1. Microbial Detoxification of Fermented Foods Containing High Amounts of Pesticides
The scientific research related to microbial degradation of pesticide residues began in the 1940s when people began to pay more attention to environmental protection
[1]. Biodegradation is the use of microorganisms or their enzymes to degrade and detoxify xenobiotics in food, water, and soil. The method is an efficient and inexpensive option to deal with pesticide pollution
[2][3]. Ideally, the result should be complete mineralization/degradation of the pesticide to H
2O and CO
2 without the accumulation of more toxic intermediates
[4]. Pesticides can be degraded metabolically by microorganisms. In catabolite degradation, microorganisms use pesticides as the main source of energy (as a carbon, nitrogen, or phosphorus source). Co-metabolic degradation occurs when they are not used as a primary energy source
[5].
The reduction of pesticide residues during fermentation has been studied in various food products
[5][6][7][8][9][10]. Microorganisms with the highest pesticide degradation activity belong to the genera
Bacillus, Micrococcus, Arthrobacter, Corynebacterium, Flavobacterium, Pseudomonas, and
Rhodococcus, as well as fungi from the genera
Penicillium, Aspergillus, Fusarium, and
Trichoderma [11][12][13]. Although fungal bioremediation of pesticides has significant potential, it has received less attention than bacterial bioremediation. However, most of the soil bacterial isolates are not applicable for food detoxification because of their pathogenic nature.
1.1. Milk and Yogurt
A number of comprehensive studies have shown that strains of different LAB species possess the natural ability to degrade pesticides in vitro and alleviate pesticide poisoning in vivo
[14][15][16]. The first studies of the natural degradation of pesticides in dairy products due to the action of autochthonous microflora date back to the 1960s with the works of Kallman and Andrews
[17], investigating organochlorine residues. They reported that the conversion of DDT by yeast occurs rather because of a pH decrease. Then, a true degradation of DDT (1 mg/L in milk and cheese) was shown by Abou-Arab
[6], who observed the activity of starters containing
Lactobacillus delbrueckii subsp.
bulgaricus, Streptococcus thermophilus, and yeasts. The maximum reduction in total DDT of contaminated Ras cheese and milk was achieved after 8 days, 10 days, and 7 days for streptococci, lactobacilli, and yeasts, respectively
[6].
Much later,
Latilactobacillus sakei strain pro7 reached 95.1% biodegradation of DDT with a concentration of 20 mg/kg
[18]. Duan et al.
[19] proved that starter cultures (
L acidophilus,
L. delbrueckii subsp.
bulgaricus,
Lp. plantarum,
Lp. rhamnosus,
Lc. casei,
S. thermophilus, and
Bif. bifidum) decrease the concentration of five different OCPs during yogurt and cheese production. Witczak and Mituniewicz-Małek
[20] demonstrated a significant reduction of the level of organochlorine pesticide residues after 14 days in cold storage by the addition of a probiotic mixture of
L. acidophilus LA-5 and
Bif. animalis subsp.
lactis BB-12 to the yogurt starter cultures. The most significant was the reduction of heptachlor—by 36.6%.

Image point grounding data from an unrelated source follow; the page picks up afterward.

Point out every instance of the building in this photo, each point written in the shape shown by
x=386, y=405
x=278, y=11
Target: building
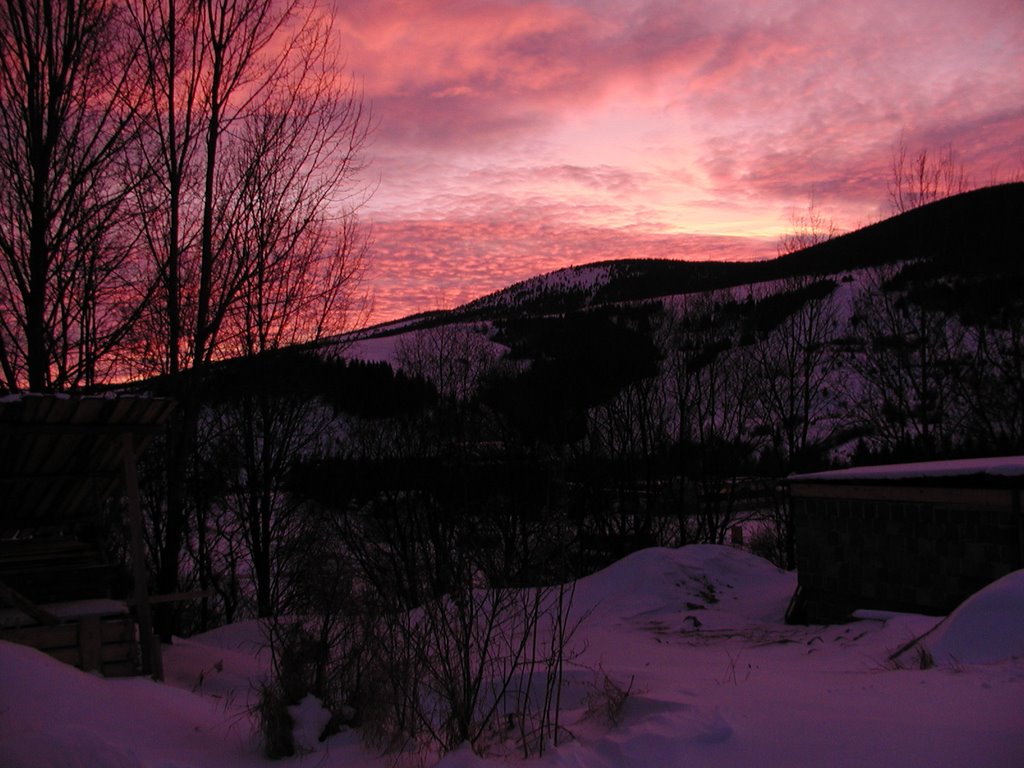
x=914, y=538
x=65, y=463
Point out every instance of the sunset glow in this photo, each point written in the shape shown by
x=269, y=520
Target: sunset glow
x=515, y=137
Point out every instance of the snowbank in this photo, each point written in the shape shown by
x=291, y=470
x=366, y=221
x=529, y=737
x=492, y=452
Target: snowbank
x=987, y=628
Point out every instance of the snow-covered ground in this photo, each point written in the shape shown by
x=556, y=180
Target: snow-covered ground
x=695, y=635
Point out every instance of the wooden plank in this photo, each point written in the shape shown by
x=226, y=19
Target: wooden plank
x=15, y=599
x=120, y=669
x=118, y=631
x=961, y=498
x=152, y=662
x=57, y=636
x=66, y=655
x=88, y=642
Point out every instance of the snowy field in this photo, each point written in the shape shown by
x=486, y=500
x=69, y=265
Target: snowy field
x=694, y=635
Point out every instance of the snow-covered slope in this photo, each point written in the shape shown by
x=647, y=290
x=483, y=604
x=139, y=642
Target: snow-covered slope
x=694, y=635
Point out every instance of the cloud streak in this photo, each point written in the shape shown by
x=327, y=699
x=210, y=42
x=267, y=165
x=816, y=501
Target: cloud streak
x=648, y=122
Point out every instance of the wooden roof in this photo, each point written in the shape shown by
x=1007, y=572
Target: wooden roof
x=60, y=456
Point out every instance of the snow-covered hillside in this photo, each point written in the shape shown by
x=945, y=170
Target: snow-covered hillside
x=693, y=637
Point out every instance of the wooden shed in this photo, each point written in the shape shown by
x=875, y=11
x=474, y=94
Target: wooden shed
x=915, y=538
x=64, y=462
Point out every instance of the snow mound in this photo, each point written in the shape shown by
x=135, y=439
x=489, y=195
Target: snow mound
x=986, y=628
x=658, y=580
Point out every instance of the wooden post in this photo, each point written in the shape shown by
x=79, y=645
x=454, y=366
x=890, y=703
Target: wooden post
x=89, y=642
x=152, y=662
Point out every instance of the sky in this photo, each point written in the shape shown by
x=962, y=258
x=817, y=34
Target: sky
x=513, y=137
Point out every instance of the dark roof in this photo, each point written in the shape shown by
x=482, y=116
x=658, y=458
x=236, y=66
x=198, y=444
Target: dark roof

Considering OPP reduction, Zhou and Zhao
[21] showed the effectiveness of five different species of LAB for the elimination of organophosphorus pesticides in skimmed milk. Due to the activity of LAB, OPP concentrations decreased by 7.0–64.6%. All nine investigated compounds were most susceptible to
L. delbrueckii subsp.
bulgaricus, which increased their degradation rate constants by 18.3–133.3%. Zhang et al.
[22] tested ten LAB strains and four combinations of strains for the degradation of five organophosuphate pesticides in skimmed milk.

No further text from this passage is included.